Embora não se possa dizer que seja sensata uma pessoa que tem como ídolo o coronel Brilhante Ustra, denunciado formalmente como torturador, e aceita a tortura como arma de guerra, o vice-presidente, General Hamilton Mourão, tem defendido teses razoáveis desde o início do governo. E teve o cuidado de, eleito, não voltar a temas como a tortura, ou o autogolpe, que abordou na campanha presidencial.
Aliás, foi nessa posição que Mourão trombou com Bolsonaro, ao ser revelada uma das propostas em estudo para conter as queimadas e as grilagens na região. “Expropriar propriedades rurais e urbanas acometidas de crimes ambientais ou decorrentes de grilagem ou de exploração de terra pública sem autorização" seria permitido através de uma emenda constitucional (PEC), uma demonstração cabal de que o governo estava se mobilizando para evitar o que hoje acontece na região.

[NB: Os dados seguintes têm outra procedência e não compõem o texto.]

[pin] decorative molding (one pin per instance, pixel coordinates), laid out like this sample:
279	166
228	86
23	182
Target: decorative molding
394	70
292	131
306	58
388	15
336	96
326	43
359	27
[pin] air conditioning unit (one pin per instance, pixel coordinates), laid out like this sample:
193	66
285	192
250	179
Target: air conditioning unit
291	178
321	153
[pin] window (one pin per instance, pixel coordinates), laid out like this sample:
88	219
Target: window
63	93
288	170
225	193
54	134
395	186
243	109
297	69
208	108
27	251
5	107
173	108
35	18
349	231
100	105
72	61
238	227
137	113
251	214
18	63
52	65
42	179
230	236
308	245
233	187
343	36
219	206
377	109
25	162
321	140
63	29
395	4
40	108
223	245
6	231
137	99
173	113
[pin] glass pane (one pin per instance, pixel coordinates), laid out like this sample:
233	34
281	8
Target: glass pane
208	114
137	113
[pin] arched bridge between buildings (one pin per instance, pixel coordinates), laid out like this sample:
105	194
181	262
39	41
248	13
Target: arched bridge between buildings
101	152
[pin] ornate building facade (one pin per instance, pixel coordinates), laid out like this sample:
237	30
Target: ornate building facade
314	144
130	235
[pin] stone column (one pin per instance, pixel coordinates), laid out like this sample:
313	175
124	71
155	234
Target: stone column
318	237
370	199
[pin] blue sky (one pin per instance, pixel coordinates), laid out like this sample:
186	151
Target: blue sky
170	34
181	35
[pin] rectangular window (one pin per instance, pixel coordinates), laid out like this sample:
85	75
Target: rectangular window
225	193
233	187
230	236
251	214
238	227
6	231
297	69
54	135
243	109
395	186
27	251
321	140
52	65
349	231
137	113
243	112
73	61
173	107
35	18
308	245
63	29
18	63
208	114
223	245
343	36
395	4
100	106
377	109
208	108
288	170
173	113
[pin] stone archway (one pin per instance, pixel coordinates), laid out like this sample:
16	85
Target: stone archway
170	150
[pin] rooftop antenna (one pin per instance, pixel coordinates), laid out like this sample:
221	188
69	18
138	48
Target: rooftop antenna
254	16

Bolsonaro, colocando-se como defensor da “propriedade privada sagrada”, ameaçou de demissão quem propôs tal medida, e disse que só não demitiria se a pessoa fosse “indemissível”, numa referência clara ao General Mourão, que foi eleito pelo voto direto junto com ele e não pode ser demitido do governo. Mas pode ser demitido da coordenação do Conselho da Amazônia, o que Bolsonaro não teve disposição para fazer. Ainda.
A reação extemporânea não se justificava, pois, além de ser uma proposta de trabalho, não uma decisão, não é possível confundir “propriedade privada” com terras invadidas. Mesmo tendo se penitenciado pelo vazamento do documento, Mourão não aceitou o conselho de seus pares militares, que sugeriram que ele evitasse entrevistas para não entrar em confronto com Bolsonaro.
Um conselho disparatado, pois quem agiu fora de esquadro foi o presidente. Mourão, ao contrário, representa um lado da turma do Bolsonaro com mais noção da realidade, e mais preparado para enfrentá-la. Como Bolsonaro é despreparado e descontrolado, a chance de ele não terminar o mandato sempre existe, seja por qual motivo for. Por isso é bom que Mourão dê um aceno de vez em quando, para mostrar que existe uma alternativa mais equilibrada, o que é bom para a democracia.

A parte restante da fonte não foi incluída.